Lesson 3: Building a Custom Evaluation Suite
·DevOps for AI

Lesson 3: Building a Custom Evaluation Suite

Master the 'AI CI/CD'. Learn how to build a repository of 'Test Cases' that automatically verify your system's performance whenever you change a prompt, a tool, or a model version.


Module 11: Evaluating Agent Performance

Lesson 3: Building a Custom Evaluation (Eval) Suite

In traditional software, we have Unit Tests. In AI architecture, we have Evals. An Eval Suite is a collection of Input/Output pairs that represent the "Ideal Behavior" of your system. You run this suite every time you make a change to verify that you haven't introduced a "Regression" (broken something that used to work).

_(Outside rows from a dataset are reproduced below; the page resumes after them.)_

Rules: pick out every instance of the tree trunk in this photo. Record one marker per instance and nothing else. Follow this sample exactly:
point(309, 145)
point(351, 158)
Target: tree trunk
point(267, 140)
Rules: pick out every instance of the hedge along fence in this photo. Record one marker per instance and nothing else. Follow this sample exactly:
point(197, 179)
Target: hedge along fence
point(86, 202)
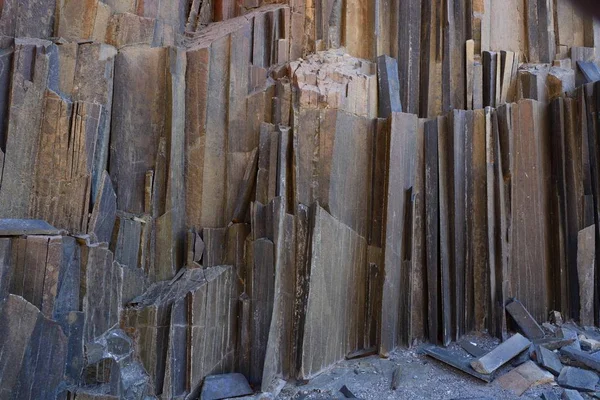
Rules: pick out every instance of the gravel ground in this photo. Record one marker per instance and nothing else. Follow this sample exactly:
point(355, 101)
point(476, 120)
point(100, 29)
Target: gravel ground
point(421, 378)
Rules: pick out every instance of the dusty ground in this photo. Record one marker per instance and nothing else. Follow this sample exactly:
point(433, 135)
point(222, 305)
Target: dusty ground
point(421, 378)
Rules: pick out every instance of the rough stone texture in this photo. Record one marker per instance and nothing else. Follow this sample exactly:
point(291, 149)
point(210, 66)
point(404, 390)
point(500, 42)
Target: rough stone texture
point(18, 227)
point(579, 379)
point(218, 387)
point(586, 245)
point(34, 351)
point(334, 318)
point(27, 18)
point(501, 354)
point(31, 76)
point(147, 320)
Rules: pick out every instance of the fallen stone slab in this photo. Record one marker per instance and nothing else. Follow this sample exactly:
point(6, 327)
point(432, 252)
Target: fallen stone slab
point(523, 357)
point(570, 394)
point(554, 343)
point(347, 392)
point(520, 379)
point(472, 348)
point(577, 378)
point(501, 354)
point(18, 227)
point(555, 318)
point(581, 357)
point(549, 396)
point(456, 361)
point(396, 376)
point(589, 344)
point(527, 324)
point(224, 386)
point(548, 327)
point(549, 360)
point(361, 353)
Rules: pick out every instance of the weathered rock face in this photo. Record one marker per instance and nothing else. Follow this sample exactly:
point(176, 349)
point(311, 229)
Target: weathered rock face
point(190, 187)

In this lesson, we learn how to structure a production-grade Eval Suite.


1. Anatomy of an "Eval Case"

An individual test case should contain:

  • Input: The user prompt or data to process.
  • Context: Any files or history required for the task.
  • Gold Standard (Ideal Output): The exact result you want the model to produce.
  • Grading Rubric: The rule used to determine "Success" (e.g., "Contains keywords X, Y, Z" or "Is valid JSON").

2. Quantitative vs. Qualitative Evals

Quantitative (Binary/Numeric)

  • "Did the code compile?" (Yes/No)
  • "Was the latency under 2 seconds?" (Yes/No)
  • "Is the calculation correct?" (Numeric check)

Qualitative (Semantic)

  • "Is the tone professional?"
  • "Is the explanation accurate?"
  • The "LLM-as-a-Judge" Pattern: Use a very smart model (like Claude 3.5 Opus) to read the output and provide a score from 1-10 based on a detailed rubric.

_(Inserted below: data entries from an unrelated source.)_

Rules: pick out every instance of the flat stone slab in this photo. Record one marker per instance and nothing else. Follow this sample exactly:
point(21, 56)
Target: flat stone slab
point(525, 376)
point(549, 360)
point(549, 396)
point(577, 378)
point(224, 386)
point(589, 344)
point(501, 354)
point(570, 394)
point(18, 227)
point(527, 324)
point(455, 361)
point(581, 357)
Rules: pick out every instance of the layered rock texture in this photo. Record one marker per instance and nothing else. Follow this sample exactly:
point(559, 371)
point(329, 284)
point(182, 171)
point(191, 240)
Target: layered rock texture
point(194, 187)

3. The "Eval Pipeline" Workflow

  1. Baseline: Run your suite on your current "v1" prompt.
  2. Edit: Change your prompt or tool logic.
  3. Run: Execute the suite on the "v2" system.
  4. Compare: Output a "Diff Report." If Accuracy dropped on Case #5, you have identified a regression.

4. Visualizing the Eval Suite

graph TD
    A[Prompt Change] --> B[Eval Suite Runner]
    subgraph "The Suite"
    C[Case 1: Simple Extract]
    D[Case 2: Complex Join]
    E[Case 3: Guardrail Attack]
    end
    B --> C & D & E
    C & D & E --> F[Metric Dashboard]
    F -->|Drop| G[Revert Prompt]
    F -->|Improve| H[Deploy to Production]

5. Summary

  • Evals are the Unit Tests of AI.
  • Use Gold Standards to define success.
  • Use LLM-as-a-Judge for semantic grading.
  • Never deploy a prompt change unless it passes your Eval suite with no regressions.

In the next lesson, we look at how to read these numbers: Analyzing and Interpreting Results.


Interactive Quiz

  1. Why are "Regressions" more common in AI than in traditional code?
  2. What is an "LLM-as-a-Judge"?
  3. What are the four parts of an "Eval Case"?
  4. Scenario: You change a prompt to be shorter (saving 50 tokens). Your Eval suite shows accuracy dropped by 2%. Do you deploy? Why or why not?